Coming home from the last miracle crusade in Ecuador my wife would pick me up at the airport and ask me a ton of questions. I was gone for a week, and even though we have had our daily updates through Facebook, it seems like my wife always wants to know everything. Not so much about the trip, but more in details about the people, the miracles etc. Questions like, how many people got saved, what did you preach about, what was the biggest miracle and so on …
As usual, I let her talk because I don’t know how to answer! After preaching my brains out several times a day I am so tired, not to mention the travelling and the past two days of only a few hours of sleep. What was the biggest miracle? Was it the little blind girl that got her sight back, the deaf ears that opened, the man with the kidney problems that got healed, the woman that was crippled by arthritis who suddenly had no pain, the man that was delivered from unclean spirits or the owner of the kayak rental and his family that got saved.
Every person is unique, created in the image of God. You can’t compare miracles, so why even try? All I can say is that I am so thankful that I was invited to be in this crusade and see the mighty move of the Holy Spirit. It was awesome to see how peoples lives were touched and forever changed. The meetings were held in a big basketball stadium. First night 250 people came and the second night 600 people came. More than 150 prayed the prayer of salvation. If we had continued one night more, I believe the place would have been full.

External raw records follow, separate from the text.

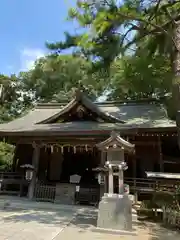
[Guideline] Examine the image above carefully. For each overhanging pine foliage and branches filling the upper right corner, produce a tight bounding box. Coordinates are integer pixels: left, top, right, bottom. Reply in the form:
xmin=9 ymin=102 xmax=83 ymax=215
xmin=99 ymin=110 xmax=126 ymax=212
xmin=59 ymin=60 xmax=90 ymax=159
xmin=44 ymin=0 xmax=180 ymax=118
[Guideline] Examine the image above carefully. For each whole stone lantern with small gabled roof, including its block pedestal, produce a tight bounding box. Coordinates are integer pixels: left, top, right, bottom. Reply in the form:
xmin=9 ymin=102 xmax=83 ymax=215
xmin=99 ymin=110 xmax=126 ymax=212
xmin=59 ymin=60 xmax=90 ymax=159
xmin=97 ymin=132 xmax=134 ymax=231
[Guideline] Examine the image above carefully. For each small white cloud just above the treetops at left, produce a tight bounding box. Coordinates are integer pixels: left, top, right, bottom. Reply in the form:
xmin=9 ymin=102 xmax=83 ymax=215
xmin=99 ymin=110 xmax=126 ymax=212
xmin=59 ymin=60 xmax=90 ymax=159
xmin=21 ymin=48 xmax=45 ymax=71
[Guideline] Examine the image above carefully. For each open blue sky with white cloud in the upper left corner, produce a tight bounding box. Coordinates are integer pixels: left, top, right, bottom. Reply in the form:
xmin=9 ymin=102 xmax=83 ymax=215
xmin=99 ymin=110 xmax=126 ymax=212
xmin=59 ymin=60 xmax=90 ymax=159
xmin=0 ymin=0 xmax=76 ymax=74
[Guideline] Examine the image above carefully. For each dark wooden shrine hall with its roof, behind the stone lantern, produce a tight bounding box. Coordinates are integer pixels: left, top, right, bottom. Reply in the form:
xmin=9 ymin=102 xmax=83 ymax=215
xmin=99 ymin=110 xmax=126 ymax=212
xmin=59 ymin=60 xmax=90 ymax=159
xmin=0 ymin=91 xmax=180 ymax=202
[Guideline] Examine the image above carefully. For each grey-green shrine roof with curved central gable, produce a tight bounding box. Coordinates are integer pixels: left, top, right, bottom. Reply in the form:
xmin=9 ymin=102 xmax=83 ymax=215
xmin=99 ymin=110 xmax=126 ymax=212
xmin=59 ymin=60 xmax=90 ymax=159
xmin=0 ymin=90 xmax=176 ymax=135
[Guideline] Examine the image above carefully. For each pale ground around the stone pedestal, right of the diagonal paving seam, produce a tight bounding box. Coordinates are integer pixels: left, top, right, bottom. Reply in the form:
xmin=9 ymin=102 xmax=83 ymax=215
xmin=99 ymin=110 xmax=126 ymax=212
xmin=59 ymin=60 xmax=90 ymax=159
xmin=54 ymin=210 xmax=180 ymax=240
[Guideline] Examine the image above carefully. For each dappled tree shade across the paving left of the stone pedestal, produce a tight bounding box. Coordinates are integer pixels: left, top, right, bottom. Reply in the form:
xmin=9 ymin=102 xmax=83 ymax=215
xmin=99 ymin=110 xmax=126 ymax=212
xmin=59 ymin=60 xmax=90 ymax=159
xmin=1 ymin=207 xmax=97 ymax=229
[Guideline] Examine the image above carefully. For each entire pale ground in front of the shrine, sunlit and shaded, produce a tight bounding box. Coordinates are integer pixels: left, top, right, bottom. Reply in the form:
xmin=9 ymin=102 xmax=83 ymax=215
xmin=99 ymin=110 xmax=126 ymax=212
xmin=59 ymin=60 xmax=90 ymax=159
xmin=0 ymin=208 xmax=180 ymax=240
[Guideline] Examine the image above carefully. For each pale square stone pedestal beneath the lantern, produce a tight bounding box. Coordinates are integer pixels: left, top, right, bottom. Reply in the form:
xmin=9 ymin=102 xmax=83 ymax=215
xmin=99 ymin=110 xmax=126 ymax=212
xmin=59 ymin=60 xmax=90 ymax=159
xmin=97 ymin=193 xmax=132 ymax=231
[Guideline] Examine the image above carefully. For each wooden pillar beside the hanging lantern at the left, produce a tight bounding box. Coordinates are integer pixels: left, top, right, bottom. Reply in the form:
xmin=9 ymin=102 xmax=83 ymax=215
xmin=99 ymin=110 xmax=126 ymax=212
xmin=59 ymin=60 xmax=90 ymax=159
xmin=28 ymin=144 xmax=40 ymax=200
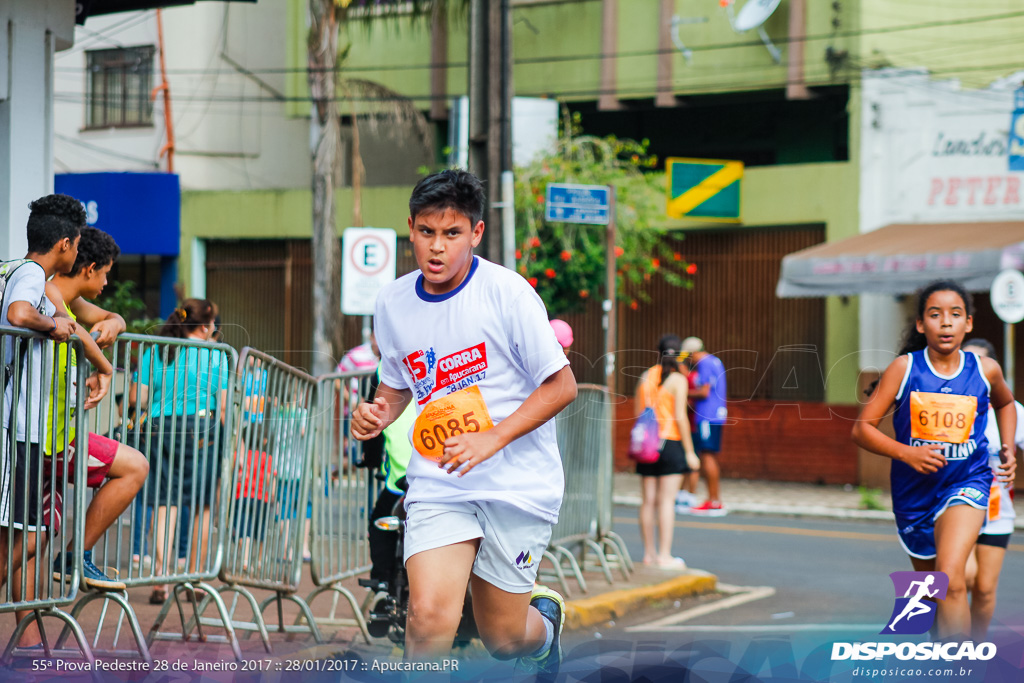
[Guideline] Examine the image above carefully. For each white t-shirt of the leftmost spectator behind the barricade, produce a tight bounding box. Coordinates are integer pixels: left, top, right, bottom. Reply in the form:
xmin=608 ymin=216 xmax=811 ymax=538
xmin=0 ymin=262 xmax=56 ymax=443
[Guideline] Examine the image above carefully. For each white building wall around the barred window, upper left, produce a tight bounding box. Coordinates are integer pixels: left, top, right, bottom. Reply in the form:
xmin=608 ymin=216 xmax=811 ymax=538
xmin=54 ymin=0 xmax=310 ymax=189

Our son Hector was with me on this trip and I saw God’s gift over his life unfold. He was preaching for the first time and was ministering with words of knowledge and prophecy. After he preached he received a special invitation to go to the jungle to share the Word amongst the tribal people. He was picked up at 3 am in the morning to get to the village. They gathered around the fire before sunset for worship, bible study and prayer. They welcomed him like a king, brought him gifts and painted his face. He was the only white man visiting. Every family gave him a drink to show him honour and he was officially adopted into their tribe. When he came back to the hotel, he still had the paint on his face, and at the evening meeting, the indigenous people had prepared another ceremony for him. Here they put a crown on his head, and next thing, they did the same to me, as a token of honour and love.
Preaching the gospel is a privilege. As a young man, I gave my life to Christ so that He can live His life in me and through me. Now I live my life for others to see and experience the life of Christ. It is such an honour to serve him and I don’t take it lightly. Going to Ecuador, to the exact same area where American missionaries got killed by Huaorani tribesmen in the 1950’s for preaching the gospel, was a privilege. We were literally walking in the footsteps of the men that were killed and the wives, that went to the jungle to fulfil the mission of their passed husbands, preaching the gospel to the tribal people. We went to churches established by people who were saved through their testimonies. What we witnessed over this past week was the fruit of the sacrifice they gave, as we were passing on the baton for the coming generations to be saved.